Alertmanager 钉钉告警
安装alertmanager dingtalk
# 官网下载alertmanager
https://github.com/prometheus/alertmanager/releases/alertmanager-0.22.0.linux-amd64.tar.gz
# 下载钉钉所需的补丁
https://github.com/timonwong/prometheus-webhook-dingtalk/releases
# 解压
tar zxf alertmanager-0.22.0.linux-amd64.tar.gz
tar zxf prometheus-webhook-dingtalk-1.4.0.linux-amd64.tar.gz
# 移动到本地软件目录
mv alertmanager-0.22.0 /usr/local/alertmanager
mv prometheus-webhook-dingtalk-1.4.0.linux-amd64 /usr/local/alertmanager/prometheus-webhook-dingtalk
修改alertmanager配置
vim alertmanager.yml
# 定义模板核心
global:
resolve_timeout: 5m #处理超时时间,默认5min
# 定义路由树信息
route:
group_by: ['alertname'] #报警分组依据
group_wait: 20s #最初第一次等待多久时间发送警报通知
group_interval: 40s #在发送新警报前的等待时间
repeat_interval: 20m #重复报警的时间间隔(2h) 对与email配置中,不可过低
receiver: 'ops_dingding' #设置默认接受人
# 定义告警接收者
receivers:
- name: 'ops_dingding'
webhook_configs:
- url: http://150.158.39.86:8060/dingtalk/ops_dingding/send
send_resolved: true #警报被解决之后是否通知
# 一个inhibition规则是在与另一组匹配器匹配的警报存在的条件下,使匹配一组匹配器的警报失效的规则。

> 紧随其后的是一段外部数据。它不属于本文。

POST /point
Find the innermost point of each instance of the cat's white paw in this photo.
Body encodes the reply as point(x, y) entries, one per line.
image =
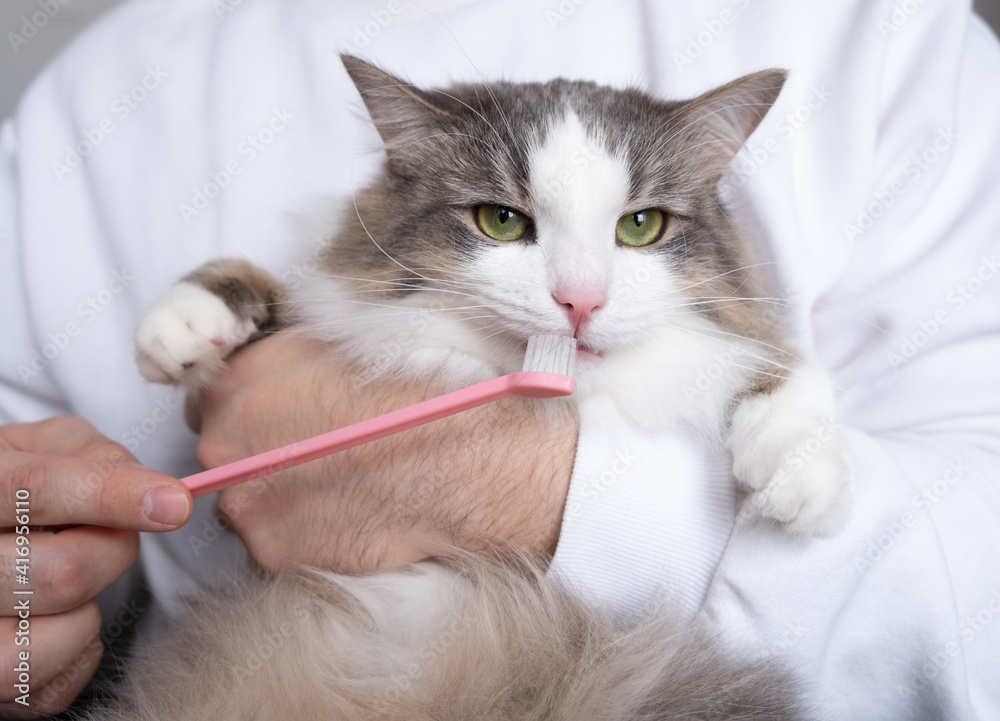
point(185, 337)
point(787, 450)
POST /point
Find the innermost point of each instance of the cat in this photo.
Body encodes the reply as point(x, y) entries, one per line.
point(506, 210)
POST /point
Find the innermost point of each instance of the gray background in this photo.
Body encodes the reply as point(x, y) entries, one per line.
point(16, 70)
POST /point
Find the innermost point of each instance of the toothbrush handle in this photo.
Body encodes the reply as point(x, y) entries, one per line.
point(526, 383)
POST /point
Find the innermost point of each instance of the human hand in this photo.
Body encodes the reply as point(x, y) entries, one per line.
point(82, 500)
point(494, 474)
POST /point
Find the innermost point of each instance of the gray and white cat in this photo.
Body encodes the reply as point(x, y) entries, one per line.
point(507, 210)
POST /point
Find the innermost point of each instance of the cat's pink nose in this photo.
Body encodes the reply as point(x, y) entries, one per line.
point(580, 304)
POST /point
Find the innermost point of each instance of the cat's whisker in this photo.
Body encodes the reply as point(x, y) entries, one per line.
point(751, 267)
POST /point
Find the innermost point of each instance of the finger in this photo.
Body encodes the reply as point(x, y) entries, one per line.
point(63, 654)
point(65, 435)
point(64, 569)
point(52, 490)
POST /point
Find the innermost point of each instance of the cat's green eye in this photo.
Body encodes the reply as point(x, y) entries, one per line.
point(502, 223)
point(642, 228)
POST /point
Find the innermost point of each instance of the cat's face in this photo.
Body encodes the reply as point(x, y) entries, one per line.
point(556, 208)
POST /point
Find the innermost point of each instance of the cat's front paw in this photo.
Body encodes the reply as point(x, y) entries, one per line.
point(801, 481)
point(787, 450)
point(185, 337)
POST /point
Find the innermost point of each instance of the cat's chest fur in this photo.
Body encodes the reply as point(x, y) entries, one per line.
point(564, 208)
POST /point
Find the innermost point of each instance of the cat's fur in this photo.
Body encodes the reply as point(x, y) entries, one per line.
point(473, 638)
point(573, 157)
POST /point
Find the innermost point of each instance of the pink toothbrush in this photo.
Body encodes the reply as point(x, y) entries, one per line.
point(547, 373)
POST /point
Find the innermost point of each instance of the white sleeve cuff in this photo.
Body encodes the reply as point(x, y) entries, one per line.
point(647, 518)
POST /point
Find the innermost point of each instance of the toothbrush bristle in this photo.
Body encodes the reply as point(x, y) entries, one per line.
point(551, 354)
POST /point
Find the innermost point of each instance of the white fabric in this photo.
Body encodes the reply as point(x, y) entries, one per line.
point(888, 124)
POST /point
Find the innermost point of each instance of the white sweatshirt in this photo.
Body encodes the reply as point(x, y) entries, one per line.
point(175, 131)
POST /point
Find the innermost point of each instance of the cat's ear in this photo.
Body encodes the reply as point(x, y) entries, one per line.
point(719, 122)
point(404, 115)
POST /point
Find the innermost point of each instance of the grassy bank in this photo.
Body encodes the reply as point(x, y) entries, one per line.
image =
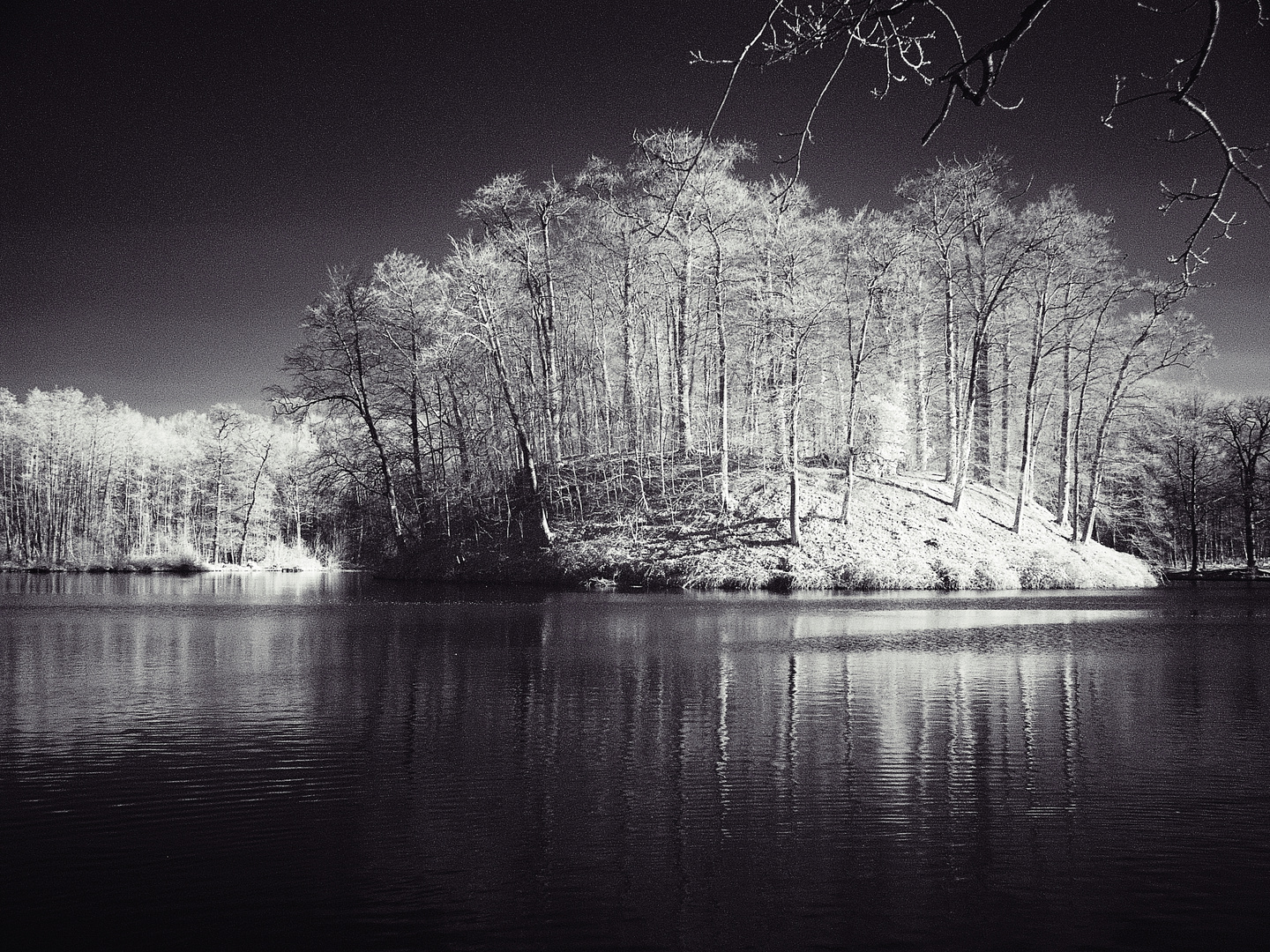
point(905, 534)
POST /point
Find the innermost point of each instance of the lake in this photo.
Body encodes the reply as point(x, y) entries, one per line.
point(332, 762)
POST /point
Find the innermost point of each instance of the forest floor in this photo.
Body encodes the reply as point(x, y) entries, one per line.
point(903, 534)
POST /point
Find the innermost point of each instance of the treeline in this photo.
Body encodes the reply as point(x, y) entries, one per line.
point(88, 484)
point(666, 316)
point(628, 340)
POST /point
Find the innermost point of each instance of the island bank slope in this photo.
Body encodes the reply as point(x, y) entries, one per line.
point(903, 534)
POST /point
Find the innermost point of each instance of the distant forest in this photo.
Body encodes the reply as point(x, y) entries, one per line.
point(594, 340)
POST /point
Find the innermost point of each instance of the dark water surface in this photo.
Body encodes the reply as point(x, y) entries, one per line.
point(329, 762)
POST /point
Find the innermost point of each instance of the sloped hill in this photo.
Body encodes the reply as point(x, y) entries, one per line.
point(903, 534)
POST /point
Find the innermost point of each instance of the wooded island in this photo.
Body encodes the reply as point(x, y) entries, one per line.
point(663, 351)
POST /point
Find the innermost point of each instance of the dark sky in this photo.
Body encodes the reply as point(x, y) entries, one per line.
point(175, 182)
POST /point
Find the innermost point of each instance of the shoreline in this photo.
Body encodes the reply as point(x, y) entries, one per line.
point(903, 536)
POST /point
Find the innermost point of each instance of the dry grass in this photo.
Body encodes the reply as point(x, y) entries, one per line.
point(903, 536)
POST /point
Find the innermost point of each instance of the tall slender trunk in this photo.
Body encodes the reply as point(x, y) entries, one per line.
point(1065, 442)
point(952, 400)
point(250, 502)
point(921, 394)
point(551, 368)
point(683, 375)
point(721, 338)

两个警报必须具有一组相同的标签。
inhibit_rules:
- source_match:
severity: 'critical'
target_match:
severity: 'warning'
equal: ['alertname', 'dev', 'instance']
监控告警规则-服务器资源
groups:
- name: 实例存活告警规则
rules:
- alert: 实例存活告警 # 告警名称
expr: up == 0 # 告警的判定条件,参考Prometheus高级查询来设定
for: 15s # 满足告警条件持续时间多久后,才会发送告警
labels: #标签项
severity: serious
annotations: # 解析项,详细解释告警信息
title: "实例告警"
summary: "节点已停止运行超过15s!"
description: "检测到服务异常停止!"
- name: 内存告警规则
rules:
- alert: 内存使用率告警
expr: (node_memory_MemTotal_bytes - (node_memory_MemFree_bytes+node_memory_Buffers_bytes+node_memory_Cached_bytes )) / node_memory_MemTotal_bytes * 100 > 95 #告警阈值为当内存使用率大于85%
for: 30s
labels:
severity: warning
annotations:
title: "内存告警"
summary: "服务器 内存报警"
#description: "内存资源利用率大于85%! (当前值:{{ $value }}%)"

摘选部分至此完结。